L'article du mois

Bénédicte Ducatel, liturgiste

La confiance du Christ par Bénédicte Ducatel, liturgiste

Depuis l’antiquité chrétienne, le psaume 4 est chanté au moment du coucher, sans doute à cause du verset 9 : Dans la paix moi aussi, je me couche et je dors. Avec le psaume 90, il constitue le socle de la prière des complies où les moines en alternent le chant un soir sur deux, et les associent le dimanche. La liturgie des Heures nous le fait chanter le samedi à complies, et dans Magnificat, en plus des complies, nous le trouvons, selon le cycle des semaines, un samedi à la prière du soir (p. 55).

Réponds-moi

Le psaume s’ouvre sur un appel au secours : Quand je crie, réponds-moi, Dieu, ma justice ! Ce cri de tout l’être, nous n’avons aucun mal à l’imaginer dans la bouche de Jésus au moment d’entrer dans sa Passion. Il fait écho à la prière à Gethsémani et possède cette intensité drama­tique de l’ultime recours dans la détresse. Mais le cri du psalmiste que Jésus reprend à son compte, et nous à sa suite, n’a de sens que parce qu’il s’adresse à ce Dieu qui est justice, ce Dieu qui écoute la prière et libère l’homme dans la détresse. C’est pourquoi, jailli du plus profond de l’âme, il s’illumine de l’acte de foi du juste : Faites confiance au Seigneur ! La réponse est inscrite dans la foi.

La place du juste

Elle est étrange dans la bouche de Jésus, cette phrase que l’on croirait sortie de celle du Père : Fils des hommes, jusqu’où irez-vous dans l’insulte à ma gloire ? Et pour­tant, justement, ce sont bien les fils des hommes qui ont arrêté, enchaîné, insulté le Christ dont ils méprisaient la gloire cachée à leurs yeux d’aveugles, préférant l’amour du néant et la course au mensonge. Mais Dieu a mis à part son fidèle, ce juste qui fait silence devant le dessein du Père, ne pèche pas et se tient dans la crainte, c’est-à-dire dans l’amour fidèle, source du bonheur.

Le bonheur

Mais : « Qui nous fera voir le bonheur ? » Le bonheur est-il donc palpable ? A-t-il une matérialité ? Non, dirons-nous, le bonheur est un sentiment dont on peut voir les effets, mais impossible de le prendre par la main ! Est-ce si sûr ? Le bonheur a le visage de Dieu nous dit le psaume : Sur nous, Seigneur, que s’illumine ton visage.

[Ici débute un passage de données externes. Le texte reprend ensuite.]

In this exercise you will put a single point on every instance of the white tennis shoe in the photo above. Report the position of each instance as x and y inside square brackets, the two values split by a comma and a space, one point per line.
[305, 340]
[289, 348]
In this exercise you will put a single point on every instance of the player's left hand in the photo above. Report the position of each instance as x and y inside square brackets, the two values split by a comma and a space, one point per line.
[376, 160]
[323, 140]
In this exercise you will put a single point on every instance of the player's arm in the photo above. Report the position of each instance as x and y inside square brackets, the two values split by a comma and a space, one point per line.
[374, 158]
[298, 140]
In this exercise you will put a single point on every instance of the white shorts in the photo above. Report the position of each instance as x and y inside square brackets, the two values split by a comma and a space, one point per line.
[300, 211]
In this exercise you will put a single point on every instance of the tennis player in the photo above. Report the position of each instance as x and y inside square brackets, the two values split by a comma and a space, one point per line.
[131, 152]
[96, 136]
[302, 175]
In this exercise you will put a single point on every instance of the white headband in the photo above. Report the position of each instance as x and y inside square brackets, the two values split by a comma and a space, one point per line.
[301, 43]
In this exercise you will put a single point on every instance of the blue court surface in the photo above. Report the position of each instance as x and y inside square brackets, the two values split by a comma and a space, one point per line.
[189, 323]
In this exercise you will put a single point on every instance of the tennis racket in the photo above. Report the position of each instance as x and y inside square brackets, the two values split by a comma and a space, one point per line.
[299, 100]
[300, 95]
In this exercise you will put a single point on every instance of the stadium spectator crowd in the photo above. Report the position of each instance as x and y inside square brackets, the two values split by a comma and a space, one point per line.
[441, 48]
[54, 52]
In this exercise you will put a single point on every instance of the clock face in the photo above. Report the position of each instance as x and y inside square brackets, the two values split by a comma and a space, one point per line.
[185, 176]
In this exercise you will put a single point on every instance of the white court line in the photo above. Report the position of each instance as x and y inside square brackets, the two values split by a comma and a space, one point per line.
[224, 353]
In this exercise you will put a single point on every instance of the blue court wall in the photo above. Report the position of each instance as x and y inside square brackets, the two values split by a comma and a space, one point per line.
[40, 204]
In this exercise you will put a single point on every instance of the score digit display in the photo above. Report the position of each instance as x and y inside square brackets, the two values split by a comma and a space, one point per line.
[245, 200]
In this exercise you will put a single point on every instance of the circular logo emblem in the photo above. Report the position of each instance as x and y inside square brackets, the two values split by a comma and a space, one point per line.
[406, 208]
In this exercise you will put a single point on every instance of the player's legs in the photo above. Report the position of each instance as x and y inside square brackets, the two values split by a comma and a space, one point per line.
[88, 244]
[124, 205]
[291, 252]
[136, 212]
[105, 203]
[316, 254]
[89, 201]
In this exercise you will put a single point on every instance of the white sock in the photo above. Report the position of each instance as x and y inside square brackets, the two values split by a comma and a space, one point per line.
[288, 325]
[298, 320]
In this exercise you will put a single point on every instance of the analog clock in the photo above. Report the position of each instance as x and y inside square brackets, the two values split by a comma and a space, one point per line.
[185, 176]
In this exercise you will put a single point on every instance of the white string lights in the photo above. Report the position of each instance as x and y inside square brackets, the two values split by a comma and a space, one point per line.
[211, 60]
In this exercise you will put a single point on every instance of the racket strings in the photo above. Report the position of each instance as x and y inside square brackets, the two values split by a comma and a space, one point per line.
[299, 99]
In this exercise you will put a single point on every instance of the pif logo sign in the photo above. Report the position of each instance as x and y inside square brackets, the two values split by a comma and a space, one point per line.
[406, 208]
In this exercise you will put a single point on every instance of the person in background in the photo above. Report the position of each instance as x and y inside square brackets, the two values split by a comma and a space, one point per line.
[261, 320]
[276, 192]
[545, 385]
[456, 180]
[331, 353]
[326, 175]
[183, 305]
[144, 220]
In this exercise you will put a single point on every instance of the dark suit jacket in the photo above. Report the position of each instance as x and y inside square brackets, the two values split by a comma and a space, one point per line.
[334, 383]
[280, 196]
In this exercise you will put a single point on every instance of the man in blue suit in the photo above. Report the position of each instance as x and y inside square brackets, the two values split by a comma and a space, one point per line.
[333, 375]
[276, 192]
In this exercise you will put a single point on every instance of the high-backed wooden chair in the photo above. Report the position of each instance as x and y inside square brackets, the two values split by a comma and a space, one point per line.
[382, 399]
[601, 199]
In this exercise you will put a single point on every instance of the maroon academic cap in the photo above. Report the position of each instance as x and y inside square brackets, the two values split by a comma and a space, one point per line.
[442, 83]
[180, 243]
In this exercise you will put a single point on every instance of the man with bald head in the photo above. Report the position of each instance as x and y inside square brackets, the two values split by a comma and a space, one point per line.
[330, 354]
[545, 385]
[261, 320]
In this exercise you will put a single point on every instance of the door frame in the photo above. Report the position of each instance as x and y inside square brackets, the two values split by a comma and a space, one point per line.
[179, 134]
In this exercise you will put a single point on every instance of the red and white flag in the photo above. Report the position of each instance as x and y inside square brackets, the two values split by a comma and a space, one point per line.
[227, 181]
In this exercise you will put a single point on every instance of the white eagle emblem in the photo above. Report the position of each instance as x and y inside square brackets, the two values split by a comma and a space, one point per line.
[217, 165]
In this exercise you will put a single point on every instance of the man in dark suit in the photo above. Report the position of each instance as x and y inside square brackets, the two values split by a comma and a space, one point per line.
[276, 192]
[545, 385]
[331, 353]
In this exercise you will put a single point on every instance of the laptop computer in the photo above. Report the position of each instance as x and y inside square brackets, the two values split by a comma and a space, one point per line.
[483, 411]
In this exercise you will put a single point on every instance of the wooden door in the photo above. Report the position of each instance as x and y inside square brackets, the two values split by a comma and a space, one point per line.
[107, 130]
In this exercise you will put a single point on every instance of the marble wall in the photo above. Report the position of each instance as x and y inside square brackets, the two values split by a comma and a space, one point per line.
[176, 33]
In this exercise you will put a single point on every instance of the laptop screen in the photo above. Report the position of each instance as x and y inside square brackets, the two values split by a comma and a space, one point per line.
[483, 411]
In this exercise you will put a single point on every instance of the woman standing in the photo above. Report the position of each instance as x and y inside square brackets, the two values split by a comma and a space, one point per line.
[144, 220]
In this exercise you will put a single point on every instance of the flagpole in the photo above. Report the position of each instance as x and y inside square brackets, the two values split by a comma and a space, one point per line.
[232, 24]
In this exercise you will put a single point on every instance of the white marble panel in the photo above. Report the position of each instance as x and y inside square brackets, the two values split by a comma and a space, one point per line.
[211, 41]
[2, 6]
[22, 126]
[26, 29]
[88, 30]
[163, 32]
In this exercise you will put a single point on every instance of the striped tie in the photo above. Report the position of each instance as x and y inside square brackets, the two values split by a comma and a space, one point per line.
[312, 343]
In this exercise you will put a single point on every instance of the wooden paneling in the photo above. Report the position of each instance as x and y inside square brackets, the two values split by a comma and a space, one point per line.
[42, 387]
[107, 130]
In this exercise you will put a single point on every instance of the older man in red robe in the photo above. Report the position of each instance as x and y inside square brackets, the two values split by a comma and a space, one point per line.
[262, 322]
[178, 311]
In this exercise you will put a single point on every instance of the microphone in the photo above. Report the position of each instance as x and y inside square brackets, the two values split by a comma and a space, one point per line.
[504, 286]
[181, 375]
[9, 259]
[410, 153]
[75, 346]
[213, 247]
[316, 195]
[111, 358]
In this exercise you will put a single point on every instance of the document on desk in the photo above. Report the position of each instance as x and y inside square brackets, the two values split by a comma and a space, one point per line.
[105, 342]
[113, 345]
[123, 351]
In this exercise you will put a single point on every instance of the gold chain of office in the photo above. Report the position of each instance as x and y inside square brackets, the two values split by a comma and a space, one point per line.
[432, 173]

Ce visage qui se révèle en Jésus, vrai Dieu et vrai homme. Ce visage qui met dans notre coeur plus de joie que tout ce que nous pouvons faire. Ce visage du Ressuscité qui nous assure que Dieu entend toutes prières. Alors, avec Jésus qui s’endort couché sur la croix, nous pouvons reprendre les mots de la foi : Dans la paix moi aussi, je me couche et je dors, car tu me donnes d’habiter, Seigneur, seul, dans la confiance.

Prier

Ce n’est pas sans raison que nous prions ce psaume le samedi soir, alors que nous sommes dans la vigile du dimanche, où nous fêtons la résurrection du Christ. Chaque dimanche est une Pâque et s’endormir dans la paix, c’est croire que Dieu nous prend dans la résurrection de son Fils. Telle est la réponse à la prière instante que nous faisons monter vers le Père : Quand je crie, réponds-moi, fais-moi vivre de la vie nouvelle et éternelle de ton Fils.